Me mudé a Nueva York para ganar tiempo, inscribiéndome en la escuela de periodismo de posgrado de Columbia, donde comencé a editar todo el material de los líderes de colectivos, cuyas promesas habían degenerado en sociopatía. Volví a Caracas en 2012 y le mostré el primer corte a Chino en un restaurante en ruinas. Estaba perdiendo influencia y parecía asustado. La película es principalmente en español, pero la mayor parte de la crítica a los colectivos estaba en inglés, así que Chino dio su aprobación. Aún no tenía el final de la película.
Chávez murió de cáncer en 2013. Maduro asumió la presidencia. La economía colapsó, las protestas aumentaron, y Venezuela se convirtió en un Estado fallido y sin ley.

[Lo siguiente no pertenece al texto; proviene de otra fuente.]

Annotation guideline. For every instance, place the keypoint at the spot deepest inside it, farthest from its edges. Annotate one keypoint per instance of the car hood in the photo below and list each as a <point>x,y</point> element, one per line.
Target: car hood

Los colectivos empezaron a atacar a quienes salían a las calles para oponerse al gobierno. Ese fue mi final. La historia de Chávez era la de Chino, y viceversa. Los colectivos fueron actores que se alzaron contra el Estado corrupto, solo para convertirse ellos mismos en el Estado corrupto, cerrando el círculo.
Siete años después de comenzar, Tupamaro recibió numerosos premios en festivales, incluyendo Mejor Película Extranjera y Mejor Película en el Festival Internacional de Cine de Beverly Hills en 2017. Después de ganar, Chino me llamó. Dijo: “Mandé a dos agentes al Teatro Chino de Grauman para ver tu película.” Me puse nervioso. “Les encantó”, dijo. Luego se puso serio. “Gracias por mostrar la realidad de Venezuela.” Chino era un maestro del engaño. Creo que mintió sobre los agentes, pero creo que se sintió redimido por la película, que había visto en mi computadora portátil. Chino murió tres semanas después, tras años de alcoholismo. Fue triste, pero sentí alivio.
Chino era complejo. Hablaba de filosofía y música, hacía chistes, pero era Don Corleone, y los colectivos eran su cosa nostra. Yo era su confesor, y luchábamos por controlar su narrativa. Me sedujo el ethos del colectivo. Chino está muerto, yo estoy en EE.UU., pero ellos siguen controlando Venezuela. Pero la década que trabajé en esta película me enseñó que los salvadores pueden convertirse en demonios, que la deificación suele preceder —o incluso predecir— la destrucción, que una biografía puede convertirse en un epitafio.